Note that in practice, it is expected that most implementations will allow users to define a custom violation handler. This will let users experiment with many variations before bringing them to the committee, and do so in a way that is portable across all compilers that do allow customizability. Compilers that do not allow user-defined violation handlers would instead document what their (default or other selectable) violation handler will do when invoked.

Other use cases related to contract semantics can be met or at least approximated with the choice of specific violation handlers, and we seek to avoid limiting that decision in this proposal. For this reason we would not propose requiring that user defined violation handlers be [[noreturn]], and we suggest no other behavior related to a violation other than the invocation of the violation handler

Use cases covered (implementation defined):

Features not in MVP

Continuation after failed run-time check

The use case that continuation mode was trying to address are sdev.maturity and large.newcompiler. They can be introduced on top of MVP as annotations on individual contract declarations (as described in [P1332R0]), and additionally requiring more build modes.

In addition to that, by only specifying that a violation handler is invoked and not extending that to any other fixed functionality associated with a violation (such as always terminating) we allow for users to remain in control of this decision when choosing compilers that provide selectable violation handlers.

Contract Levels

The use cases that contract levels, such as default and audit, tried to address are crit.more.coverage, dev.reason.cost and crit.production.checking. The goal was to indicate "this predicate is more expensive to evaluate than the function it protects", but the design of this feature had flaws:

They can be introduced on top of MVP as annotations indicating how expensive a contract statement is relative to the body of the function.

Global Toggles (also known as: external remapping controls)

If there are no levels in contract declarations in the MVP, there is no need for having build levels either, other than on/off switch. They can be added later if needed.

Literal Semantics (also known as: in-source controls)

They were never in the draft, but were discussed widely, and had some EWG support in polling. There were concerns that they

  1. would encourage the use of macros
  2. were not basic/necessary building blocks

However they can easily be added atop of MVP in future version by adding meta-information to contract declarations.

Assumptions or injected facts

This was highly controversial. An extended analysis can be found in [P2064r0]. Use cases covered: pdev.footgun and hardware.performance.

pdev.footgun can be handled by a separate feature, such as [P1774r3]. Alternatively, it could be implemented atop of MVP by adding special meta-information to individual contract declarations.

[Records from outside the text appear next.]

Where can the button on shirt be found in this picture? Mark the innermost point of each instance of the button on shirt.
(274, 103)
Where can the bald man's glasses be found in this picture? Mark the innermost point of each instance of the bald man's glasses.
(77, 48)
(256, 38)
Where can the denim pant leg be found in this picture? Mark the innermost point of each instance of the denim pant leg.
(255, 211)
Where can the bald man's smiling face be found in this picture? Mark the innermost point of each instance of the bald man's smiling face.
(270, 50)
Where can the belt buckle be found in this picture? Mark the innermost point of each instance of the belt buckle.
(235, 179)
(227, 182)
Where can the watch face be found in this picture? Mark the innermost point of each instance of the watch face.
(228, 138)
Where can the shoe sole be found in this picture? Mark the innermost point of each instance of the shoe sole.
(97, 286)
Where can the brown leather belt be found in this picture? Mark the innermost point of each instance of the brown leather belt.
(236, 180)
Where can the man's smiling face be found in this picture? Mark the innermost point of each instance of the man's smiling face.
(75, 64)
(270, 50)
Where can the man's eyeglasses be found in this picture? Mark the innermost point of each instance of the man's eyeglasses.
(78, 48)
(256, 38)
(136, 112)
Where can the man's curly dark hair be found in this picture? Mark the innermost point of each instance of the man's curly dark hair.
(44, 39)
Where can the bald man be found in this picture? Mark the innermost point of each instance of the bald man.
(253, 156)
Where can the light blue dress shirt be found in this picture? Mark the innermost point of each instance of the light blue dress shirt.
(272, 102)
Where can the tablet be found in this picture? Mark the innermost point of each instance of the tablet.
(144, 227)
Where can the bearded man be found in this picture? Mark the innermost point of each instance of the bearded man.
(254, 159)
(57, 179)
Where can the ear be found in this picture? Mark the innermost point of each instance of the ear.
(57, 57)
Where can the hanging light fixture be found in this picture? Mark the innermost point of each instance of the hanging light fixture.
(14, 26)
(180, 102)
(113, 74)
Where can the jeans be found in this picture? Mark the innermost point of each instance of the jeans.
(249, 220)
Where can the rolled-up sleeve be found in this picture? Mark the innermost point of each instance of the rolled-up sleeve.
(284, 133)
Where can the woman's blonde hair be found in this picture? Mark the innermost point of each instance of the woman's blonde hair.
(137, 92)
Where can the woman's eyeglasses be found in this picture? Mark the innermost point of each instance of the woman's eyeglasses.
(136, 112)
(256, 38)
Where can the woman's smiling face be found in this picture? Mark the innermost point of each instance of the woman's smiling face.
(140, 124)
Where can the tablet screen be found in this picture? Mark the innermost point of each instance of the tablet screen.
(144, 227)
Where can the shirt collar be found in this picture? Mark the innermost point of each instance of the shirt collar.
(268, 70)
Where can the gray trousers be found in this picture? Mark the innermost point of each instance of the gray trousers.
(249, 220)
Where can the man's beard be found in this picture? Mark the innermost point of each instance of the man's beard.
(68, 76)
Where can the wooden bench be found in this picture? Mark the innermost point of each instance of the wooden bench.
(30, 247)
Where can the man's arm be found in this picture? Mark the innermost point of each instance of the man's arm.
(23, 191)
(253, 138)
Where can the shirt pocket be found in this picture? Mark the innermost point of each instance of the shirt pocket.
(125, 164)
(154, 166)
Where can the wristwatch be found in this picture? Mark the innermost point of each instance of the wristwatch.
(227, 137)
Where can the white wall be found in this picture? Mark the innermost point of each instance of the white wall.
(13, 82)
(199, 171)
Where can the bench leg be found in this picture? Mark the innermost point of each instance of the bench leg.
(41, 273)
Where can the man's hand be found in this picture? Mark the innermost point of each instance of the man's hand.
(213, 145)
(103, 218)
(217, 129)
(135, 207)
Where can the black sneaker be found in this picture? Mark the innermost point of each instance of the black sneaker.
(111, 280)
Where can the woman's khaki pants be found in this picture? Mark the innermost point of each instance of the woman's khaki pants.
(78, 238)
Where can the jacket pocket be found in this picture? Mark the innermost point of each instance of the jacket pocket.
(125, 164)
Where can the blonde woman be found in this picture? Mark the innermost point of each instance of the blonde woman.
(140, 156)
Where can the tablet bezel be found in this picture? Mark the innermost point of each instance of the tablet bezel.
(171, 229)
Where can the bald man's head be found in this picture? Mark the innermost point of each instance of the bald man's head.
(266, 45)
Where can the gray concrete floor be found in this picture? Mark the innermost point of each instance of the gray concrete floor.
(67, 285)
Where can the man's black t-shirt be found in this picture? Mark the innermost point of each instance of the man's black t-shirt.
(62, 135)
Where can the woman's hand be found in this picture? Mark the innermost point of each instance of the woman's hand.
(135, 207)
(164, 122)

hardware.performance could be implemented atop of MVP by introducing a yet another build mode. Alternatively, users could achieve it with MVP by installing a custom violation handler with __builtin_unreachable().

Indicating inexpressible predicates

This woud cover use cases qdev.tooling.control and api.express.unimplementable. Controversies arose because of mixng inexpressibility with levels, and taking word "axiom" to mean __builtin_assume().

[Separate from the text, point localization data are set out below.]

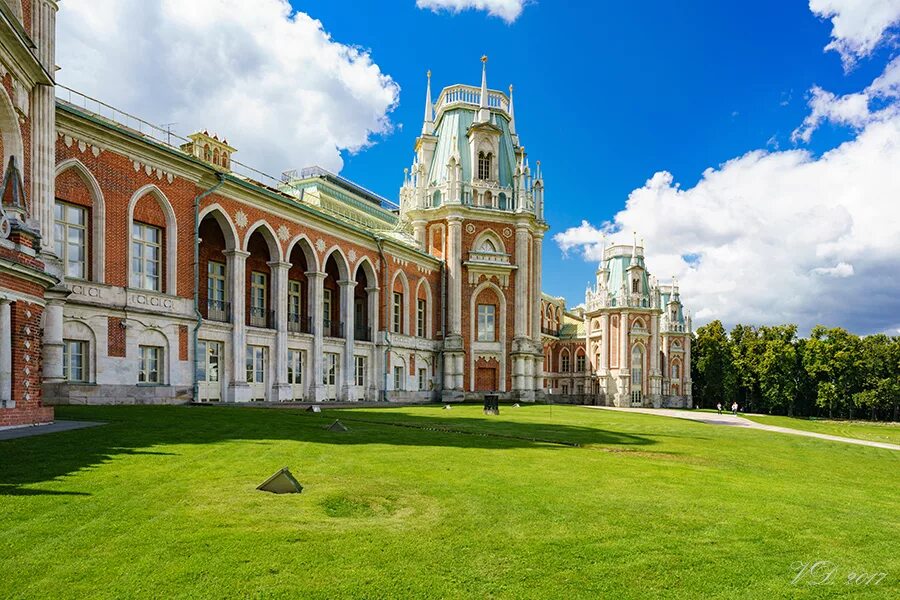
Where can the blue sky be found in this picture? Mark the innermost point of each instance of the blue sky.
(753, 145)
(606, 93)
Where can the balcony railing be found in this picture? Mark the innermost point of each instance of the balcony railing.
(500, 258)
(297, 323)
(260, 317)
(332, 328)
(218, 310)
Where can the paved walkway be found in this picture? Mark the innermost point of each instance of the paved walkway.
(11, 433)
(729, 419)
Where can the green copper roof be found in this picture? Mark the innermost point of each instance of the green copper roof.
(455, 124)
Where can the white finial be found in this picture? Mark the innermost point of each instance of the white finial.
(512, 114)
(428, 124)
(484, 114)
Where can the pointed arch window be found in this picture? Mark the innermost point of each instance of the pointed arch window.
(637, 367)
(484, 165)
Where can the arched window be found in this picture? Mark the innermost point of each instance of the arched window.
(637, 367)
(484, 165)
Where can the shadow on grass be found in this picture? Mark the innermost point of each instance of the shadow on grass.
(136, 430)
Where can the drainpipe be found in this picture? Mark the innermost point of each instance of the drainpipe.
(194, 337)
(387, 330)
(443, 319)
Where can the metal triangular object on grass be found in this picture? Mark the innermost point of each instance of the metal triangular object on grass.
(282, 482)
(337, 426)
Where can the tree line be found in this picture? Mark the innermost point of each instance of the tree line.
(832, 373)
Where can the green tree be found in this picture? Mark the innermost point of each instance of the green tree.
(834, 356)
(712, 368)
(778, 372)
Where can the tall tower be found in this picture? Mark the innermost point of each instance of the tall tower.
(473, 201)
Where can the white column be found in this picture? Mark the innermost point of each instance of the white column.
(372, 296)
(5, 354)
(604, 343)
(315, 297)
(454, 276)
(537, 260)
(521, 278)
(53, 340)
(238, 390)
(281, 391)
(348, 392)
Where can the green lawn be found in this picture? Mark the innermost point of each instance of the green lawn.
(863, 430)
(161, 503)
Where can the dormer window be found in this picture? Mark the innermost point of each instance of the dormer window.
(484, 165)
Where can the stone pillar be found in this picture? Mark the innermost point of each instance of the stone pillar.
(315, 297)
(419, 233)
(6, 354)
(453, 342)
(238, 390)
(374, 370)
(53, 340)
(348, 375)
(43, 125)
(537, 260)
(281, 391)
(454, 275)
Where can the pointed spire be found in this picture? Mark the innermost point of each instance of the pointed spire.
(428, 123)
(512, 114)
(484, 113)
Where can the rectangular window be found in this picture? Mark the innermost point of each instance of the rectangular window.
(256, 364)
(70, 228)
(208, 356)
(398, 312)
(258, 294)
(215, 285)
(423, 379)
(151, 365)
(146, 253)
(486, 326)
(360, 371)
(75, 360)
(295, 366)
(420, 317)
(326, 310)
(330, 374)
(295, 300)
(398, 378)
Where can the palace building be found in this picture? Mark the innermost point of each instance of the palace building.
(138, 267)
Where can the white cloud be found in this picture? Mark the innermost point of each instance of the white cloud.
(508, 10)
(854, 110)
(270, 80)
(858, 26)
(774, 237)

Can be implemented atop of MVP either as meta-information on contract declarations, or by annotating functions as inexpressible as described in [P2176r0].

Conclusion

While the proposed MVP is conservative, we believe that even the MVP may contain a number of unresolved small issues that will require time to polish. With EWG attention almost entirely consumed by controversial bits of C++20 contracts, the uncontroversial bits may not have been given sufficient consideration for attention. If we are to ship any contract programming support in C++23 time frame, we have to be sure that we have a small enough scope to be accommodated by the WG21 process.

The biggest advantage of this MVP is that we provide a standard notation for expressing preconditions and postconditions. This notation will be consumed by many tools, which are not necessarily compilers. The positive effect on the community is not necessarily in what compilers can do with it, but also what other automated tools can get from it. This is far beyond the scope of the C++ Standard.